Der 1891 in Hollerich geborene Jean Jacoby ließ sich an der Städtischen Kunstgewerbeschule in Straßburg zum Zeichenlehrer ausbilden. Zwischen 1912 und 1918 unterrichtete er an der Lewin-Funcke-Schule in Berlin. Daneben entwickelte Jacoby seine Begeisterung für den Sport und vertiefte sein Interesse an der Darstellung des menschlichen Körpers in Bewegung. Jacoby nutzte verschiedene Medien und Stile für seine Sportdarstellungen; seine erste Olympiamedaille gewann er für Gemälde im realistischen Stil. Danach spezialisierte er sich auf Zeichnungen. In den 1920er Jahren arbeitete er als künstlerischer Berater für die Imprimerie Strasbourgeoise und begann, seine eigenen Werke druckgrafisch zu vervielfältigen.

„Plaquage Rugby“ ist ein hervorragendes Beispiel für Jacobys Ikonografie des Sports: Es zeigt zwei Rugbyspieler beim sogenannten Tackle – einem Schlüsselmoment des Spiels, der aufgrund seiner technischen Präzision, strengen Sicherheitsregeln und hohen physischen sowie mentalen Anforderungen an die Spieler besondere strategische Bedeutung hat. Tackles dienen dazu, den Raum des gegnerischen Teams einzuschränken und die Dynamik zu verändern. Jacoby schildert den Augenblick des Angriffs, bei dem sich der Tackler tief positioniert, den Gegenspieler mit der Schulter aufhält und seine Arme um dessen Hüften schlingt. Es ist dieser dramatische Moment, den Jacoby festhält, wodurch er nicht nur die erhebliche körperliche Leistung, sondern auch den Charakter und die mentalen Anforderungen des Rugbysports widerspiegelt.
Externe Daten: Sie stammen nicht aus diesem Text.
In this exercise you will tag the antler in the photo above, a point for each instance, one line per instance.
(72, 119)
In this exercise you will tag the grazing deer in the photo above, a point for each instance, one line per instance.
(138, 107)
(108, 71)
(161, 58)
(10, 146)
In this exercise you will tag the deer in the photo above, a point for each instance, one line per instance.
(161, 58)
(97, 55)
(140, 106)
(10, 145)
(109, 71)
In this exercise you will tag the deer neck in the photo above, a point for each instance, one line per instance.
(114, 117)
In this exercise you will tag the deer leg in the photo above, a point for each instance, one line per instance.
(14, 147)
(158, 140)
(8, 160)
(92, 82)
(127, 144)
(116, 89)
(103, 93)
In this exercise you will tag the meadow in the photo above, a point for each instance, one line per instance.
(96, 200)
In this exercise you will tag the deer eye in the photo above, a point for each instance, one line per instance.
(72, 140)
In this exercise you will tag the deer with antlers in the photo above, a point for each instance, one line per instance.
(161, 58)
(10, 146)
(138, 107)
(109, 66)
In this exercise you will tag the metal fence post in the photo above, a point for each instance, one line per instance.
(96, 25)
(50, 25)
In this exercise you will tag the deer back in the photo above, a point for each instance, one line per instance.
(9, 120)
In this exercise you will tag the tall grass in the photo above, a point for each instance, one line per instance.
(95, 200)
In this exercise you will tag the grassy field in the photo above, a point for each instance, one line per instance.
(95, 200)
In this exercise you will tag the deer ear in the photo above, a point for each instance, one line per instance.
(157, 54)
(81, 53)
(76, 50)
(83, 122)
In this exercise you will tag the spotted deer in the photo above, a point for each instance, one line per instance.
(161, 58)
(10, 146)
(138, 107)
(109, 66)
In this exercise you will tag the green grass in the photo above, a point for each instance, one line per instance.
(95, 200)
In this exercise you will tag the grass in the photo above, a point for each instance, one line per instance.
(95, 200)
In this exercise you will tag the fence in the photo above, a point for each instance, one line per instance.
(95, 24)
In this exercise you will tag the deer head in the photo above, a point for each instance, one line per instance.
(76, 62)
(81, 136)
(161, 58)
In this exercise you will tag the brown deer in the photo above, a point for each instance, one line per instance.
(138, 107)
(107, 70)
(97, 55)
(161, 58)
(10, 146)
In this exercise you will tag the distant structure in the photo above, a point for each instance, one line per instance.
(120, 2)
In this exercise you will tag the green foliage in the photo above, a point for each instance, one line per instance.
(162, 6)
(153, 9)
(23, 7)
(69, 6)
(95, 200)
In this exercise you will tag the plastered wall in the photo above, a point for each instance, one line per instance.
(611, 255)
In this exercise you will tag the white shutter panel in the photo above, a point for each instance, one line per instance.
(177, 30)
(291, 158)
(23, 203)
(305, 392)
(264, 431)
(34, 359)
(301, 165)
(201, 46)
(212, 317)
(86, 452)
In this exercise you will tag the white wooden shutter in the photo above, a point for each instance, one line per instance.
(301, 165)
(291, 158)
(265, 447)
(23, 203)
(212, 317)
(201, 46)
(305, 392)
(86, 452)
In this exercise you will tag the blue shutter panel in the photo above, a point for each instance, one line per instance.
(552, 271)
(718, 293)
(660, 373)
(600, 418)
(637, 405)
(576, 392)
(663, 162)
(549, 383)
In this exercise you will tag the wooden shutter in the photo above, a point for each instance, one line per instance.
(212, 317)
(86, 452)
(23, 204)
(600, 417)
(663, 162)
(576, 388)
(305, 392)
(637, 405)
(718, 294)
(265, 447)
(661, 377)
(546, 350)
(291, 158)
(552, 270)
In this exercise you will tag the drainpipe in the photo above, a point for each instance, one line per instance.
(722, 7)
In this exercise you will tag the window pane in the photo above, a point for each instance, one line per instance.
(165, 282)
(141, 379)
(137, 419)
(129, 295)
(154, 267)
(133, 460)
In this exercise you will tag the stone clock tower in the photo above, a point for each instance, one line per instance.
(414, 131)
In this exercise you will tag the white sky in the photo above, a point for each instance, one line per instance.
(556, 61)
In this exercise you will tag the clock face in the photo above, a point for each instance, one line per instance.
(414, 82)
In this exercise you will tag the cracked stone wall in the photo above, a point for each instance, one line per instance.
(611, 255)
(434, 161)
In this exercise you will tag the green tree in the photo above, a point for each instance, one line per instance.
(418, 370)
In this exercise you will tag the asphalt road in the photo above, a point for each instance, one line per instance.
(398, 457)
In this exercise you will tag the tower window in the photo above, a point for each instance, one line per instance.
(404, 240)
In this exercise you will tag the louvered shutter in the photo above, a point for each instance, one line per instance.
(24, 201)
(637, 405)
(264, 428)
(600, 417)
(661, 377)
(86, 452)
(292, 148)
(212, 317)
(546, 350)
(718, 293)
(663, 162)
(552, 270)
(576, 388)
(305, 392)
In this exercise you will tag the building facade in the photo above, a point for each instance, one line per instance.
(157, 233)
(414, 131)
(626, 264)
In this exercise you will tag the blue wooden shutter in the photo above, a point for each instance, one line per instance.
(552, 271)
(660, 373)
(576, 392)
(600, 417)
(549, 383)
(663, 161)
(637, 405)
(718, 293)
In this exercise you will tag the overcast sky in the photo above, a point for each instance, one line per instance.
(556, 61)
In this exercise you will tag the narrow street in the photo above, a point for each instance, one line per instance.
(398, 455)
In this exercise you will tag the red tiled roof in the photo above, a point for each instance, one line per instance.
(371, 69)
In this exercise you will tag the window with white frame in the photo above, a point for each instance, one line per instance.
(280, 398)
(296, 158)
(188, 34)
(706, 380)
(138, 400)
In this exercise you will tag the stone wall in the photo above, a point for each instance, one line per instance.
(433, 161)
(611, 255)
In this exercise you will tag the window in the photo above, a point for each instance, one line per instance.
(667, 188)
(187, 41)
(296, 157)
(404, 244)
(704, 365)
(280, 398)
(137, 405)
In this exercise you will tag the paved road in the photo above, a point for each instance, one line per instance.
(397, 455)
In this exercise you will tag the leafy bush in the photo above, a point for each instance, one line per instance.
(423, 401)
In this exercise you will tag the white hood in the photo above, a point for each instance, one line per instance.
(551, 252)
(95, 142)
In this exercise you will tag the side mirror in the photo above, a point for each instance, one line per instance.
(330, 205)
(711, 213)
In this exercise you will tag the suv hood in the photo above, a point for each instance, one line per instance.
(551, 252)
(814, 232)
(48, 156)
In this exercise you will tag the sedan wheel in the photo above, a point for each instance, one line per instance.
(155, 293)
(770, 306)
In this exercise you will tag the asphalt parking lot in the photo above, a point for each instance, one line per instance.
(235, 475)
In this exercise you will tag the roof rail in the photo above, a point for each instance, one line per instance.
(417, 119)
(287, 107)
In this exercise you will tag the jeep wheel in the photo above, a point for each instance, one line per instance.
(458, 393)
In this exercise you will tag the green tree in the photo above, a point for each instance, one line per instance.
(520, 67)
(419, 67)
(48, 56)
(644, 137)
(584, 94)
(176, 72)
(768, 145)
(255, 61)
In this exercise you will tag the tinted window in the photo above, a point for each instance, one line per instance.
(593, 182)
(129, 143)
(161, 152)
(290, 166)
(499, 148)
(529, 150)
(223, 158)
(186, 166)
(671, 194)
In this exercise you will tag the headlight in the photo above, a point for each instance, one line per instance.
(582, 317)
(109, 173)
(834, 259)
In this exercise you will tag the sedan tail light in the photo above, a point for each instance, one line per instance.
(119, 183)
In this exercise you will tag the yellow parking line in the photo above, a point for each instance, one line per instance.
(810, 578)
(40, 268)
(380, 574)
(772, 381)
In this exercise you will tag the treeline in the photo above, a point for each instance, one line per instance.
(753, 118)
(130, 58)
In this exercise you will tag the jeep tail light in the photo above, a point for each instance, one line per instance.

Linienzeichnung, Schraffur und Schattierung der Lithografie tragen die Spuren einer Kohlezeichnung. Jacoby skizziert die Szene in wenigen kraftvollen Linien mit starken dramatischen Effekten. Die dunkelsten, kraftvollsten Linien konzentrieren sich auf den Kontaktpunkt der Schulter – dem Epizentrum der Energie und emotionalen Kraft. Der noch aufrechte Spieler mit dem Ball ist in Schraffuren in verschiedenen Richtungen und Schattierungen gezeichnet, während alle Striche des Angreifers in dieselbe Richtung verlaufen und dessen schnelle, kraftvolle Bewegung unterstreichen.

Nach seinen Erfolgen bei der Pariser Olympiade arbeitete Jacoby als Zeichenstift-Reporter für den Berliner Ullstein Verlag. Nach dem Ende der Inflation ging es aufwärts in der Hauptstadt. Berlin hatte ein Flair von großer Welt und war Zentrum für Fortschritte in Technik und neuen Massenmedien. Jacoby war Bildredakteur und lieferte zahlreiche Zeichnungen zu Sport, aber auch zum technischen Fortschritt in Luftfahrt und Automobil – Motive, die seine Faszination für Geschwindigkeit, dem zentralen Thema der 1920er Jahre, widerspiegelten.

Erschienen in Die Warte, 4. Juli 2024.